May 12, 2024
Cuban poet and writer Nancy Morejón concluded her visit to the capital of the United States this Saturday, but before leaving she revealed that she is writing her memoirs in two parts with the titles: Sweet Wire and Spotted Rooster.
The intellectual told Prensa Latina exclusively that after her return to Cuba her neurons will not rest because "I am working on my memoirs, it is supposed that the Icaic Publishing House will publish them, it is already arranged, and I am the one who has to finish them".
She commented that these memoirs are around 500 pages, "we may need to reduce them", she joked and expressed that "the first part will be called Sweet Wire", a title she chose "because of a Cuban music theme, by Félix Chappottín (1907-1983), which was specifically in the air of the neighborhood where I was born: Los Sitios; and that is the essence".
Then other things come, when I enter to study at the University of Havana in the intellectual world of the '60s and many other details of our civil life that are interesting, said the 2001 National Literature Prize winner.
The second part —she emphasized— would be precisely beyond my roots, all of my university life and the world of literary learning of the French language, my specialization in the French language and how Cuba looks out at what is known today as the Afro-Asian balcony.
For this part, the also journalist, literary and theater critic, and translator anticipated that the title corresponds to our "Spotted Rooster and the Nicaraguan dish, which is our version of congrí that was born in Alicante", which later became integrated into Cuban identity. "There is no better congrí than eastern congrí", she emphasized.
"These are exclusives, I have never talked about it in Havana or anywhere else, not in San Francisco, not in Chicago, only now, here", she added in affirming that her memoirs will be summed up in only two parts, because "they are the fundamental worlds of Nancy Morejón".

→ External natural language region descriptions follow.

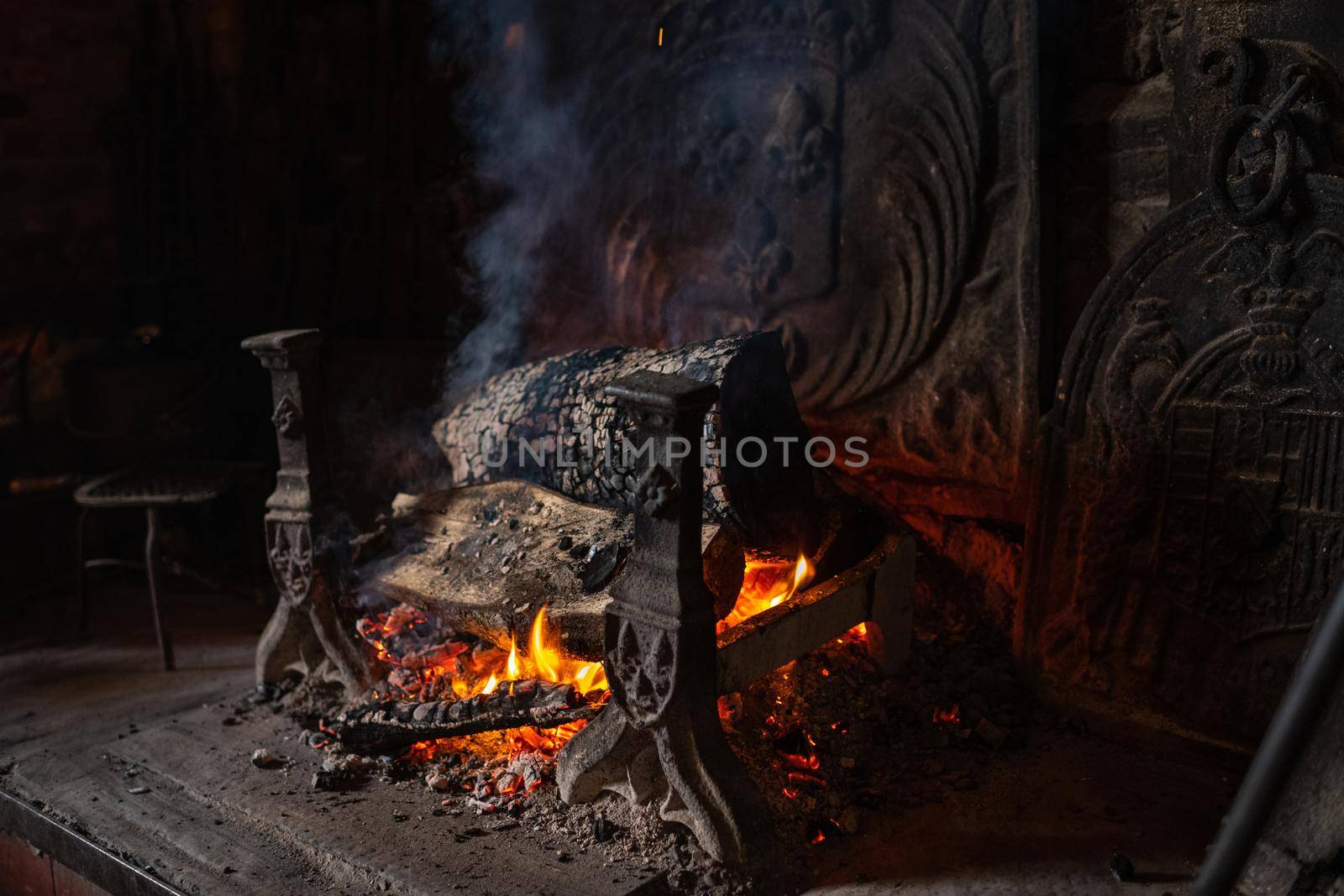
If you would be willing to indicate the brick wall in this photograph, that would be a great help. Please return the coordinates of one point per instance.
(64, 69)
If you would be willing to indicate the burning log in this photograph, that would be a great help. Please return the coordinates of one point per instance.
(486, 559)
(389, 727)
(575, 437)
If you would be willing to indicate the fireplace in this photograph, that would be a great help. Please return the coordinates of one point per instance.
(718, 446)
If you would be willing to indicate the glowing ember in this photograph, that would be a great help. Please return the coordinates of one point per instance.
(768, 582)
(429, 665)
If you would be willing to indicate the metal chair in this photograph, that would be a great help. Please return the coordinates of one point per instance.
(151, 490)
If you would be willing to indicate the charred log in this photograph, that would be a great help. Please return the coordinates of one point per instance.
(389, 727)
(575, 434)
(487, 559)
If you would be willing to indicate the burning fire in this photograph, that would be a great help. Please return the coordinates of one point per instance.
(544, 663)
(467, 671)
(768, 582)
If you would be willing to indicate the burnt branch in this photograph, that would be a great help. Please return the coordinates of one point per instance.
(765, 493)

"Later with my 70s there are things that are indeed included, but not everything, because everything is already written", she noted.

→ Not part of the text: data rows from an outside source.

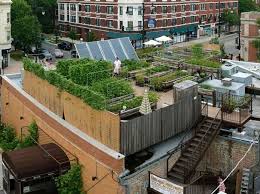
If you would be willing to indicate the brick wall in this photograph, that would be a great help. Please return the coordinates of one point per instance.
(94, 160)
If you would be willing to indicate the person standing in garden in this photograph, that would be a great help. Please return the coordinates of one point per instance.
(117, 66)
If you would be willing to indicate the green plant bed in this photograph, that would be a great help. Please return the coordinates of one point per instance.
(17, 55)
(204, 62)
(132, 103)
(112, 88)
(159, 83)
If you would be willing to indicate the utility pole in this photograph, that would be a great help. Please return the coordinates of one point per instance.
(143, 30)
(219, 27)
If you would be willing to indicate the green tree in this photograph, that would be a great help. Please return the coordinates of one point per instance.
(26, 32)
(71, 182)
(72, 35)
(256, 42)
(231, 18)
(47, 20)
(247, 5)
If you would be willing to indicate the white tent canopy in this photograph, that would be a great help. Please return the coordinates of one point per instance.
(152, 43)
(163, 39)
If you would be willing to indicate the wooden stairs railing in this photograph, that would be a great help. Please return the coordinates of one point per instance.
(193, 150)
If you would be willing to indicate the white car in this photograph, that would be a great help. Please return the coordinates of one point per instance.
(58, 53)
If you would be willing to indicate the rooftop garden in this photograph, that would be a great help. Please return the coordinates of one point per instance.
(93, 82)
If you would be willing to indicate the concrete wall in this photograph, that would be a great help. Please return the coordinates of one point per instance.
(96, 159)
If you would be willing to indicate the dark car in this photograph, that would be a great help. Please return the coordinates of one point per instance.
(74, 54)
(65, 46)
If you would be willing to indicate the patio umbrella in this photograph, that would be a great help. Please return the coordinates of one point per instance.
(152, 43)
(163, 39)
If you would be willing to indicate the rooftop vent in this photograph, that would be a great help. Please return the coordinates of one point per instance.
(226, 81)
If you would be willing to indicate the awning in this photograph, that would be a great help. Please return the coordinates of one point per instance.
(132, 36)
(36, 161)
(156, 34)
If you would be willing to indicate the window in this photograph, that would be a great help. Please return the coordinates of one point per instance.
(130, 25)
(62, 17)
(8, 36)
(164, 9)
(164, 23)
(140, 25)
(62, 6)
(174, 21)
(8, 18)
(173, 9)
(183, 20)
(98, 8)
(183, 7)
(110, 9)
(193, 7)
(120, 10)
(140, 10)
(72, 7)
(202, 7)
(87, 8)
(98, 22)
(73, 19)
(193, 19)
(129, 10)
(110, 24)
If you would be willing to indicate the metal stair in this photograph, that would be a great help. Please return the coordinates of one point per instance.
(194, 150)
(244, 188)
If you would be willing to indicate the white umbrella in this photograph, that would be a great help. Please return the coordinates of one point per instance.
(163, 39)
(152, 43)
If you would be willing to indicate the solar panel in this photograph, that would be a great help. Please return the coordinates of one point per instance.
(107, 49)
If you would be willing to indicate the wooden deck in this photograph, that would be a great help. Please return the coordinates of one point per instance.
(236, 118)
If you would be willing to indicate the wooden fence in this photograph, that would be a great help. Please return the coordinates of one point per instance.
(144, 131)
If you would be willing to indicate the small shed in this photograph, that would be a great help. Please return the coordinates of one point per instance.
(31, 170)
(183, 89)
(234, 88)
(244, 78)
(228, 69)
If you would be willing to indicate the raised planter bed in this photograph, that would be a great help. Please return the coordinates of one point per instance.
(134, 111)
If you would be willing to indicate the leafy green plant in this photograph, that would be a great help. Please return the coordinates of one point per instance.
(157, 82)
(133, 103)
(87, 73)
(8, 139)
(91, 98)
(112, 88)
(71, 182)
(134, 65)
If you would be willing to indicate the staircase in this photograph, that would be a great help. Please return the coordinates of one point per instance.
(194, 150)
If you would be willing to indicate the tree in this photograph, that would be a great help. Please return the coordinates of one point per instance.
(231, 18)
(47, 20)
(26, 32)
(72, 35)
(247, 5)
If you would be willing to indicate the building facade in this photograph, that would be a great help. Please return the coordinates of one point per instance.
(112, 19)
(5, 32)
(249, 32)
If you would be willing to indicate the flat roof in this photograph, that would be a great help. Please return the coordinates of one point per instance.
(36, 161)
(215, 83)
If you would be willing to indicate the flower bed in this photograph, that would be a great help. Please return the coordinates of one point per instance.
(161, 83)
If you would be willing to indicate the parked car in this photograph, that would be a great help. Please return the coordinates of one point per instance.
(45, 55)
(65, 46)
(74, 54)
(58, 53)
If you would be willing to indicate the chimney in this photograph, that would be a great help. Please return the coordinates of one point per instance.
(226, 81)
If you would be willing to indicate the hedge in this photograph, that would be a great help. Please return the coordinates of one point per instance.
(93, 99)
(112, 88)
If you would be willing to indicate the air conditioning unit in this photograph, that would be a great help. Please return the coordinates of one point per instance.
(226, 81)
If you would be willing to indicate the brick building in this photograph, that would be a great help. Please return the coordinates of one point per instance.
(113, 19)
(249, 32)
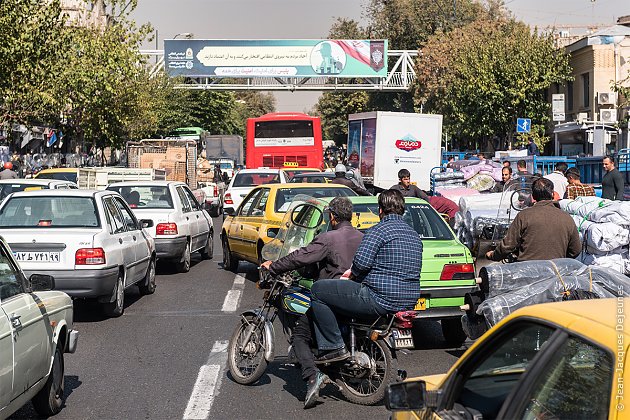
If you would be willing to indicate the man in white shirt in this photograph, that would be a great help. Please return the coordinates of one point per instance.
(559, 180)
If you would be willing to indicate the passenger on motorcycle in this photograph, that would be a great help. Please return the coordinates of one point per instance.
(386, 274)
(333, 252)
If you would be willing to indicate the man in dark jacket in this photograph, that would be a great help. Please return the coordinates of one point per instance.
(333, 251)
(541, 232)
(340, 178)
(612, 182)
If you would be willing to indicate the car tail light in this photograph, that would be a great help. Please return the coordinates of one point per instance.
(458, 272)
(166, 229)
(89, 256)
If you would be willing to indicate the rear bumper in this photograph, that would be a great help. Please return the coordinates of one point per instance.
(170, 247)
(83, 283)
(436, 294)
(73, 339)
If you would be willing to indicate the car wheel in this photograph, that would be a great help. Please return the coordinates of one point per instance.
(183, 265)
(453, 331)
(117, 307)
(48, 400)
(148, 285)
(229, 261)
(208, 250)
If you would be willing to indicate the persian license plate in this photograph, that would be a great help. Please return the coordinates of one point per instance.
(32, 256)
(402, 338)
(421, 305)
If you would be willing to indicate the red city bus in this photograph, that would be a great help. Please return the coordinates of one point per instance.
(280, 140)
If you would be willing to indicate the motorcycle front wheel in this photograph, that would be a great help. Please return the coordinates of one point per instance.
(246, 358)
(366, 386)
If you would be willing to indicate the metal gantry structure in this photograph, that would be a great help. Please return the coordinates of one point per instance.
(399, 78)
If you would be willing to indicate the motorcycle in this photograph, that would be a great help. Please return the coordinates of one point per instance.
(363, 377)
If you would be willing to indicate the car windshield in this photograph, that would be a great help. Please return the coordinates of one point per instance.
(6, 189)
(61, 176)
(145, 196)
(49, 212)
(252, 179)
(284, 196)
(421, 217)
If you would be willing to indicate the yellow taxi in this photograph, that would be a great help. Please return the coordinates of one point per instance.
(62, 174)
(257, 220)
(564, 360)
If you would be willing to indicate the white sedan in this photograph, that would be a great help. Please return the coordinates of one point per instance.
(89, 241)
(8, 186)
(180, 224)
(246, 180)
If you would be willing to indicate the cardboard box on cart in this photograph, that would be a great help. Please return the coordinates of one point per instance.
(381, 143)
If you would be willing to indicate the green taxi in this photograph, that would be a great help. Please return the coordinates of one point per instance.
(447, 272)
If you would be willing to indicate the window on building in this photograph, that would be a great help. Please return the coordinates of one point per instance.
(586, 90)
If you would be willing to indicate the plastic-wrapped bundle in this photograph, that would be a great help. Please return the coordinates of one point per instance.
(500, 278)
(601, 281)
(614, 212)
(615, 260)
(448, 176)
(601, 237)
(583, 206)
(480, 182)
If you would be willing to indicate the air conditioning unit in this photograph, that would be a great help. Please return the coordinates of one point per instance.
(608, 115)
(606, 98)
(582, 117)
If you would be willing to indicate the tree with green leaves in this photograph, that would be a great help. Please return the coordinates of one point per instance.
(485, 75)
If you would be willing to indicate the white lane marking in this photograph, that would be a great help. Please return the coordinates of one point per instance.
(233, 297)
(207, 384)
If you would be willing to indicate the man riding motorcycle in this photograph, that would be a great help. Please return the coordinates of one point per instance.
(333, 252)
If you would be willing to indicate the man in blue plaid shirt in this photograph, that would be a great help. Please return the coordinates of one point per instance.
(386, 273)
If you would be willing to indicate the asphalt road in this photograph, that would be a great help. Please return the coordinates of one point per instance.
(165, 357)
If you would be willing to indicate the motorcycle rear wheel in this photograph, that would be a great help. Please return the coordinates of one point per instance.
(247, 362)
(370, 388)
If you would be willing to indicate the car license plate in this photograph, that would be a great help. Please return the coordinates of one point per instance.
(31, 256)
(403, 338)
(421, 305)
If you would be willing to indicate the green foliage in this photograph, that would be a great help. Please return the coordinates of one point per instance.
(488, 73)
(32, 47)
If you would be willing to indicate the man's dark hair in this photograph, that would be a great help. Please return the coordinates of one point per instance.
(561, 167)
(573, 173)
(403, 173)
(341, 207)
(391, 202)
(542, 189)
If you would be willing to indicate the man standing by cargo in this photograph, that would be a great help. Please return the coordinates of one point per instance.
(541, 232)
(612, 183)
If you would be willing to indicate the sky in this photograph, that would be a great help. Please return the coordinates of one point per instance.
(302, 19)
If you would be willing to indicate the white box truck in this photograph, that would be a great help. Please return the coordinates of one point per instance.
(382, 143)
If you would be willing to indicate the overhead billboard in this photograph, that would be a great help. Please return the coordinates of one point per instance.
(275, 58)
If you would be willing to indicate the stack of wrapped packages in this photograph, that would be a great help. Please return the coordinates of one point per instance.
(478, 212)
(508, 287)
(604, 228)
(466, 177)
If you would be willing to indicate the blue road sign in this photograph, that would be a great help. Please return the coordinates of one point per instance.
(523, 125)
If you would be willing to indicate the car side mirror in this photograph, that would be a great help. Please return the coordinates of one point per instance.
(409, 395)
(41, 282)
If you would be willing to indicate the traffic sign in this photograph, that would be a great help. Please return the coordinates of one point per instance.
(523, 125)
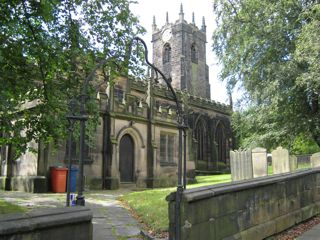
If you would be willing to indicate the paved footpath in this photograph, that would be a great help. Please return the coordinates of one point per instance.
(312, 234)
(111, 221)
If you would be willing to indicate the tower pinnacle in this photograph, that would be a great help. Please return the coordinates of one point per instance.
(181, 14)
(154, 25)
(203, 27)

A graduate in French Language and Literature from the University of Havana in 1966, and a full member of the Cuban Academy of Language since 1999, Nancy Morejón traveled to the United States invited to an academic event at the University of Missouri, and to a poetry festival in Chicago, Illinois.

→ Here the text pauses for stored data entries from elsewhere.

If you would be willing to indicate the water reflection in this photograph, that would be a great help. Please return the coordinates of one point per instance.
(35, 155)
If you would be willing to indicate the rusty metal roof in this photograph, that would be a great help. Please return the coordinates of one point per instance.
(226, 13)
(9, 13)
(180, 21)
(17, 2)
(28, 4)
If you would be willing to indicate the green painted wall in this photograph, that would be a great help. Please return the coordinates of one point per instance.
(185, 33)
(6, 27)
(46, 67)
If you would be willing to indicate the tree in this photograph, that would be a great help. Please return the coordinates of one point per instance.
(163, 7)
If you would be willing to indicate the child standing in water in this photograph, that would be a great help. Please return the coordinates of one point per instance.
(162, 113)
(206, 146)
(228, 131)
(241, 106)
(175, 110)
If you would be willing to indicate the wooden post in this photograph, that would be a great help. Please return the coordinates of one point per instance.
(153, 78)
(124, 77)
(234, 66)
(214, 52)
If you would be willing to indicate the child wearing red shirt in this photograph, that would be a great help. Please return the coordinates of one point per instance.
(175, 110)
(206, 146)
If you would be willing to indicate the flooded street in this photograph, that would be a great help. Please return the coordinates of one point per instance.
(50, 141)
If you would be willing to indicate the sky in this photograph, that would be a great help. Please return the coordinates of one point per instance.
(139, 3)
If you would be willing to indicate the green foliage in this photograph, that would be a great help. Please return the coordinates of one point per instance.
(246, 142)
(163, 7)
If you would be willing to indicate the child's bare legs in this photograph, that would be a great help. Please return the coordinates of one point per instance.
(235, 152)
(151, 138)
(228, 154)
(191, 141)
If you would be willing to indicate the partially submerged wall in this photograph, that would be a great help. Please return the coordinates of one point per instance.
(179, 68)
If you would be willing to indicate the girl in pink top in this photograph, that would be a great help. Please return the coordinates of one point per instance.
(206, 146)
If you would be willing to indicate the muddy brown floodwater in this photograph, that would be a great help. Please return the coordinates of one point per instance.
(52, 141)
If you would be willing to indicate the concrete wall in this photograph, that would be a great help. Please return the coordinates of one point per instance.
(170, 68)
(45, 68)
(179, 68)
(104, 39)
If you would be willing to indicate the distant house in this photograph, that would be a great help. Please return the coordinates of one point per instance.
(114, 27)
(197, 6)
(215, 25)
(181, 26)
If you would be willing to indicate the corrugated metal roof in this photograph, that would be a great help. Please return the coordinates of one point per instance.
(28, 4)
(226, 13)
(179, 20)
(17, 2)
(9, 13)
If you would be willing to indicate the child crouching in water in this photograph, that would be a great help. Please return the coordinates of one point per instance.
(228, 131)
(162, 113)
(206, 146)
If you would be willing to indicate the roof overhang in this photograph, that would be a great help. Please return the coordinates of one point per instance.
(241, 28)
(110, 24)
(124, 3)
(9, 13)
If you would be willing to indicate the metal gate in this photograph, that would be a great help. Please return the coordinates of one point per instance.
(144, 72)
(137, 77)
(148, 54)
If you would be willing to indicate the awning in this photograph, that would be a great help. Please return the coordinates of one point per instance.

Additionally, she participated in other intellectual gatherings in San Francisco, California, and New York, the final stage of her journey.
During her stay in Washington, D.C., Nancy gave readings of her poems; visited Howard University and went to Morgan State, in Baltimore, Maryland.
Likewise, she recorded 12 of her compositions that enriched the collection of 21 of her poems already existing since 1979 in the Hispanic Literature Archive on Tape at the Library of Congress of the United States.